A quoi sert la Coupe du monde FIFA des moins de vingt ans ?

Les exploits de l’équipe de France des moins de vingt ans à la Coupe du monde FIFA suscitent peu d’enthousiasme en France. Pourtant la compétition est un véritable évènement national en Colombie. Pour avoir assisté dans les tribunes de l’estadio El Campin de Bogota aux matchs France-Danemark (3-1) et Colombie-Mali (2-0) le 2 août dernier, j’ai pu vérifier et la passion des Colombiens pour le « futbol » et le fait que le pays entier prenait très au sérieux la compétition.

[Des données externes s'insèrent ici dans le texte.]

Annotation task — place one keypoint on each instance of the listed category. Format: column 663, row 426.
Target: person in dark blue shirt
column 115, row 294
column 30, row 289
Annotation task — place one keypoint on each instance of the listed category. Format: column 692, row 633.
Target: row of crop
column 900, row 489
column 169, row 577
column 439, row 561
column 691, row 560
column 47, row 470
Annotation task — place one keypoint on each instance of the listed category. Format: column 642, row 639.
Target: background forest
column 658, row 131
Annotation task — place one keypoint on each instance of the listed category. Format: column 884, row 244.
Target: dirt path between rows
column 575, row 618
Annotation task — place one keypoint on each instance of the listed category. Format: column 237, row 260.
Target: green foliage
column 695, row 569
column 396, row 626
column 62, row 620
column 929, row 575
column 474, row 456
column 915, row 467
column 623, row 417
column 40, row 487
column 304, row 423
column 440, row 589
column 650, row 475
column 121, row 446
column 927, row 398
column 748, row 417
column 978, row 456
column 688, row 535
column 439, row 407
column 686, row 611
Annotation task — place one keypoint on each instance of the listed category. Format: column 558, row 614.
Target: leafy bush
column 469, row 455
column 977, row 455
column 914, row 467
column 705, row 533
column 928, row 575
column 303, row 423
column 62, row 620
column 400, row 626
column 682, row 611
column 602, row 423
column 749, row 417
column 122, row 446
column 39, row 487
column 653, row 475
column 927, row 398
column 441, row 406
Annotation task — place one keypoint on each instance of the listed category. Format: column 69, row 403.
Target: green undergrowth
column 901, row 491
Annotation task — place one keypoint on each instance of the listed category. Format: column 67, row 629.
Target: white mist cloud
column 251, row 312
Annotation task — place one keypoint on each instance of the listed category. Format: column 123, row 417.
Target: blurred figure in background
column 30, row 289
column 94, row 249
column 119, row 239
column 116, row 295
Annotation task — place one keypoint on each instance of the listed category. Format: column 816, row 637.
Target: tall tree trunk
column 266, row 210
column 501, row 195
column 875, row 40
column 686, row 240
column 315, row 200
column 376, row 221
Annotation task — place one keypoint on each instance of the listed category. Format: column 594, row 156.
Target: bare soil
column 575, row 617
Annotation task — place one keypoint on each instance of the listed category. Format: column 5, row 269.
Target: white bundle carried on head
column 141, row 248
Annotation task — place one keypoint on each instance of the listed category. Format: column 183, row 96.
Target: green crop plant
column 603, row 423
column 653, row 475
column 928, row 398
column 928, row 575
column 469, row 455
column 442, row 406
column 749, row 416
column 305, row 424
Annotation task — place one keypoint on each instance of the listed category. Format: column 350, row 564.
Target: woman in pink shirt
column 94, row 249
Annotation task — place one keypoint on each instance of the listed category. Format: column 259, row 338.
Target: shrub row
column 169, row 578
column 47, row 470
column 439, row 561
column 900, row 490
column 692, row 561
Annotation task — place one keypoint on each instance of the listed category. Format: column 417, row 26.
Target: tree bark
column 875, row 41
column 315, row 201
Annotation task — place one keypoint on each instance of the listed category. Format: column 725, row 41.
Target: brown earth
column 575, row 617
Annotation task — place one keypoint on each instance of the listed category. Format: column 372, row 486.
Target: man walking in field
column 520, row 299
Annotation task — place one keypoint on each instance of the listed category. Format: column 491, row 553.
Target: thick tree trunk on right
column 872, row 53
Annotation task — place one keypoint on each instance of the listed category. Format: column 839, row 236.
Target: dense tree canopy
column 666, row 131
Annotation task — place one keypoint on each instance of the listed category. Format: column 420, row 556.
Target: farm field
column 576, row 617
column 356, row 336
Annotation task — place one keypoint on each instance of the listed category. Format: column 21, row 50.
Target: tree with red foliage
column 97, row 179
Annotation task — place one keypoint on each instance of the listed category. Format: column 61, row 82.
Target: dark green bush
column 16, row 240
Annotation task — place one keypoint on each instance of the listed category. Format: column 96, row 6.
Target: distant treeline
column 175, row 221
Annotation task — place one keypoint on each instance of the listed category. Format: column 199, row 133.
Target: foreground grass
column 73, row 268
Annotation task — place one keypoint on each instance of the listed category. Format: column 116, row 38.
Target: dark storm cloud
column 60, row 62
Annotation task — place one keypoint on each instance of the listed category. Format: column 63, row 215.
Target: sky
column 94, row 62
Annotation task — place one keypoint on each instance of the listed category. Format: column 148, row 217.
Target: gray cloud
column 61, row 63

Il faut dire que le choix de la Colombie est venu  réparer l’affront fait en 1982 au pays de Valderrama et Higuita. a Colombie avait dû alors renoncer à l’organisation de la « grande » Coupe du monde au profit du Mexique. L’amateurisme de certains dirigeants, la violence politique, l’essor des narcotrafiquants mais aussi les préoccupations télévisuelles et marketing de la FIFA avaient contraint le pays à jeter l’éponge.

Paradoxalement, c’est le tournant pris par la FIFA sous cette même ère Havelange (1974-1998) qui a permis à la Colombie de récupérer un tournoi mondial d’envergure réunissant des joueurs qui évoluent déjà, pour certains, dans les plus grands clubs du monde. Certes la FIFA avait favorisé l’organisation d’un premier tournoi junior (17-18 ans) dès 1948 à Londres. Le tournoi annuel que les Bleuets remportent dès 1949 devient le championnat d’Euope junior de l’UEFA à partir de 1955. De fait, les années cinquante voient l’essor des catégories de jeunes, notamment en Angleterre où les deux humiliantes défaites subies de la part des Hongrois en 1953 (3-6) et 1954 (1-7) ont fait sentir la nécessité de se préoccuper de la formation des jeunes joueurs.

Rappelons qu’en France, un concours du jeune footballeur aux lauréats fameux (Jean-Michel Larqué et Serge Chiesa notamment) avait été créé dès 1930 par les journalistes Gabriel Hanot et Marcel Hanot.